Dünyanın en güzel ve en zor şeyidir. Özveri ister.
Hiç büyümeyecek bir çocuğa 13-15 yıl boyunca bakmak demektir.
Bütün hayatınızı ona göre düzenlemeniz gerekir. Hava nasıl olursa olsun her sabah ve her akşam düzenli yürüyüş, hasta bile olsanız düzenli yürüyüş.. tatile giderken köpek kabul eden bir yer aramak, uçağa kendi biletinizin 2 katı kargo parası ödemek, yanınızda tatile götüremiyorsanız eğer bırakacağınız güvenli bir yer..
kendiniz bir hafta düzenli antibiyotik kullanamazsınız belki, unutursunuz önemsemezsiniz ama onun aşı tarihlerini, iç-dış parazit tarihlerini atlamazsınız. Kendi doktorunuz yoktur, onun doktorundan benim veterinerim diye bahsedersiniz. Veterinerin numarası cep telefonunuzda favoriler arasındadır her zaman.
Yalnız yaşıyorsanız, gece dışarı çıktığınızda aman bu gece de arkadaşta kalayım diye kafanıza göre takılamazsınız artık, evde sizi bekleyen bir köpek varsa. kaç olursa olsun eve dönersiniz. bazen gecenin bir körü kafanız güzelken akşam yürüyüşünü yapamadığınız için kim kimi gezdiriyor belli olmadan yürüyüşe çıkartırsınız.

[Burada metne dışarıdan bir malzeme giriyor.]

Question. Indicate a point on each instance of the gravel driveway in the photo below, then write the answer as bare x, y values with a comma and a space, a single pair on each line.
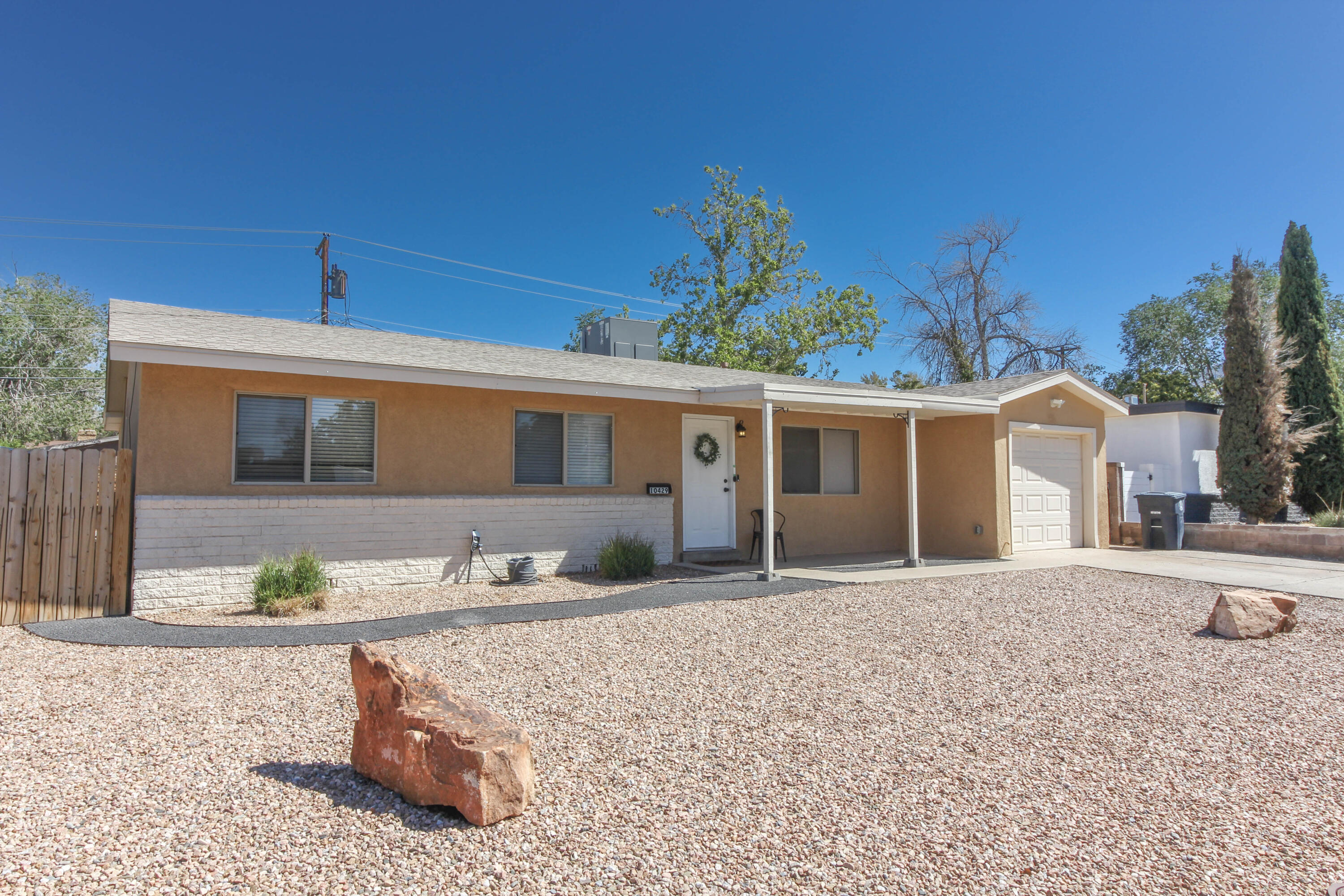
1039, 731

Vicdan işidir. Ağzı var dili yoktur, bir yeri ağrıdığında davranışlarından anlarsınız, biraz neşesi olmasın hasta mı diye endişelenirsiniz..
Hayatınızda sizi kimsenin sevmediği kadar sever. sizi birkaç saat görmese de özler, yıllardır görmemiş gibi üzerinize atlar öpücüklere boğar.
Size kıçını yaslamadan yatmaz, mutlaka temasınızı sıcaklığınızı ister.
Tam kızacakken öyle bir şey yapar ki gülmekten ölürsünüz.
En sevdiğiniz ya da yeni aldığınız kıyafetinizi parçaladığında bile kızamazsınız.
yaş aldıkça kalan ömrü azalıyor diye üzülürsünüz.
bazen rüyanızda onun kaybolduğunu öldüğünü görüp ağlayarak uyanırsınız.
sizi değiştirir, sizi daha vicdanlı daha sabırlı daha sorumluluk sahibi bir insan haline getirir.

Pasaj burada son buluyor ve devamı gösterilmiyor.